There is more information in one Sunday edition of the New York Times than contained in all the printed material in the 15th century.
The average person hears or reads over 90,000 words a day. For reference, the word count of To Kill a Mockingbird is 99,121.
We are swimming in data. Near-drowning in the information rich environments of our daily lives.
So how can it be, when it comes to data on women — how they go about the business of their lives, their spending power, the routes they travel, their health and safety — we know next to nothing?
Simply put, for millennia, we have seen “male” as the standard. The ramifications for data collection meant women were either collapsed into the same category as men (think drug trials up until 1990 and crash test dummies up until roughly 2004, both involving the male body as the universal norm) or not seen as especially relevant, as in the case of women’s transportation needs and uses, something less than a handful of cities across the globe measure and study.
In a day and age when one can determine in less than thirty seconds the global migration patterns of the Great White Shark — a relatively nascent scientific discovery in and of itself — we cannot find a definitive answer for the percent of consumer spending decisions made by women. Why? Because consumer expenditure surveys don’t disaggregate their data by gender. By race? Yes. Occupation? Yes. Age, geographic region, and pre-tax income? Yes, yes, and yes. But not gender. (Incidentally, this number is considered to be between 70–83%, quite a wide statistical berth.)

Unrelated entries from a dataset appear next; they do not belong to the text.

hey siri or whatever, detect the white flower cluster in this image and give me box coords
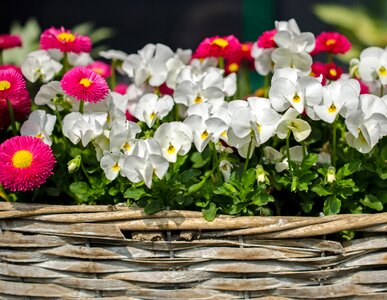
[20,19,387,188]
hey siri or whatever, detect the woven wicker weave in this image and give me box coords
[0,202,386,299]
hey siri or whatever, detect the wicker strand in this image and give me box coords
[239,235,250,300]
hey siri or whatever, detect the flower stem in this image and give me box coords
[63,52,69,73]
[332,118,337,168]
[79,100,85,114]
[110,59,117,90]
[0,50,3,66]
[286,133,293,175]
[54,104,63,130]
[218,57,224,70]
[242,136,254,179]
[381,84,384,97]
[6,99,17,135]
[264,74,270,98]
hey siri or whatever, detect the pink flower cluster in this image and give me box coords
[40,27,92,53]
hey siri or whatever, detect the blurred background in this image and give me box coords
[1,0,387,64]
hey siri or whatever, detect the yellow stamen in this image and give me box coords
[123,142,131,152]
[328,103,337,113]
[292,93,301,103]
[112,163,120,172]
[57,32,75,43]
[194,95,203,104]
[36,133,43,139]
[12,150,33,169]
[241,44,249,52]
[221,130,227,138]
[0,80,11,91]
[167,143,176,154]
[149,112,156,120]
[289,121,298,130]
[212,38,229,48]
[228,63,239,73]
[201,130,209,140]
[257,123,262,133]
[329,69,337,77]
[79,78,93,87]
[379,66,387,77]
[325,39,336,46]
[93,68,104,75]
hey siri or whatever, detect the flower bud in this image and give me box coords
[256,164,269,184]
[327,166,336,183]
[219,160,233,181]
[67,155,81,173]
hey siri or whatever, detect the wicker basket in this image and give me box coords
[0,202,386,299]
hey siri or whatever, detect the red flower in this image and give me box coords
[0,69,27,99]
[311,32,351,55]
[311,62,327,85]
[193,35,242,62]
[0,34,22,50]
[0,89,31,130]
[40,27,92,53]
[0,64,22,74]
[257,29,277,48]
[325,63,343,81]
[87,61,112,78]
[225,61,240,74]
[114,83,128,95]
[357,79,370,94]
[159,83,174,95]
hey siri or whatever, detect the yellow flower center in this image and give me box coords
[241,44,249,51]
[36,133,43,139]
[194,95,203,104]
[212,38,229,48]
[12,150,33,169]
[79,78,93,87]
[167,143,176,154]
[328,103,337,113]
[379,66,387,77]
[201,130,209,140]
[292,93,301,103]
[221,130,227,138]
[149,112,156,120]
[329,69,337,76]
[93,68,104,75]
[228,63,239,73]
[123,142,131,152]
[0,80,11,90]
[256,123,262,133]
[57,32,75,43]
[325,39,336,46]
[112,163,120,172]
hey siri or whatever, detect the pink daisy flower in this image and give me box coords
[325,63,343,81]
[114,83,128,95]
[87,61,112,78]
[311,62,327,85]
[0,64,22,74]
[0,69,27,99]
[0,34,22,50]
[225,61,240,74]
[357,79,370,94]
[40,27,92,53]
[61,66,109,103]
[257,29,277,48]
[193,35,242,61]
[311,32,351,55]
[0,136,56,192]
[0,89,31,129]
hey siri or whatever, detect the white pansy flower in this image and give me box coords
[20,110,56,146]
[251,45,274,76]
[123,43,175,87]
[358,47,387,85]
[100,151,125,181]
[99,50,128,61]
[108,92,130,122]
[165,48,192,89]
[276,108,311,142]
[35,81,74,111]
[122,139,169,188]
[47,49,93,66]
[153,122,193,162]
[21,50,62,83]
[93,135,110,161]
[184,103,228,152]
[275,146,306,173]
[313,80,359,124]
[62,112,107,146]
[133,93,174,128]
[109,119,141,155]
[219,160,233,181]
[269,67,322,113]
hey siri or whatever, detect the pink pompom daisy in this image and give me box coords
[0,89,31,129]
[0,68,27,99]
[61,66,109,103]
[40,27,92,53]
[325,63,343,81]
[0,34,22,50]
[311,62,327,85]
[193,35,242,61]
[311,32,351,55]
[0,64,22,74]
[257,29,277,49]
[114,83,128,95]
[0,136,56,192]
[87,61,112,78]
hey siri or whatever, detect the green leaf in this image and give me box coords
[312,185,332,196]
[251,192,274,206]
[144,201,165,214]
[291,176,299,192]
[124,188,146,200]
[336,161,361,179]
[301,153,318,170]
[69,182,90,195]
[300,199,314,213]
[323,196,341,215]
[180,169,201,183]
[202,202,217,221]
[360,194,383,211]
[108,187,119,196]
[242,168,256,188]
[191,152,210,168]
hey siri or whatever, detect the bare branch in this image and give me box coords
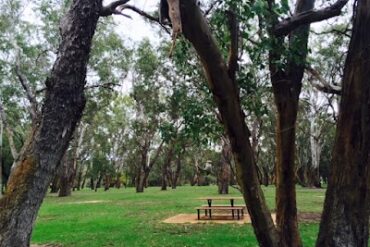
[274,0,349,37]
[100,0,131,16]
[14,66,39,121]
[306,66,342,95]
[204,0,222,16]
[116,5,171,34]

Good data is the foundation for good policy, good programs, good design. No one argues with this axiom. What does it mean when we have little to no data on 51% of the population? Can we look at the design of our physical places, our programs and policies with the same confidence?
You Cannot See (or Value) What You Do Not Measure
Obviously, we need more data. It seems almost strange to say as much in an economy wherein attention is increasingly the most coveted resource — a response to the glut of information and data in our markets. But when it comes to women — their perspectives, challenges, contributions, and lives — data is indeed in short supply.
Data is accounting. And accounting, in this instance, means to take women into account. To see them. To value them. To measure them so as to learn how best to move forward in designing worlds, both physical and systemic, more suitable to everyone.
Taking women into account in collecting and disaggregating data by gender is a very new enterprise, one we don’t currently tackle often or widely. The call for data specific to women feels simultaneously obvious and innovative and will surely spark conversations around design in a range of applications.
New Appreciation for the Data-Design Relationship
For now, understanding the need for data on women, their lives, and experiences also reinforces the relationship between data and design. Data collection is preceded by thoughtful design — the design of methods and instruments most suitable for collection — and is followed by the design of tools for data analyses. One can imagine the process as a water fountain with a series of cascading buckets. As one bucket fills and tips over with the water’s weight, the water flows into the next bucket, and so on until the water reaches the basin and is recycled to the top of the fountain where the process repeats.
This energy, momentum, and cyclical flow is one way to characterize the data-design relationship. Looking at the practice of design through the lens of valuing and seeing women allows us to find new appreciation for this synergy and apply it to creating better workplaces, neighborhoods, cities, programs, policies, and more — for women and in service to everyone.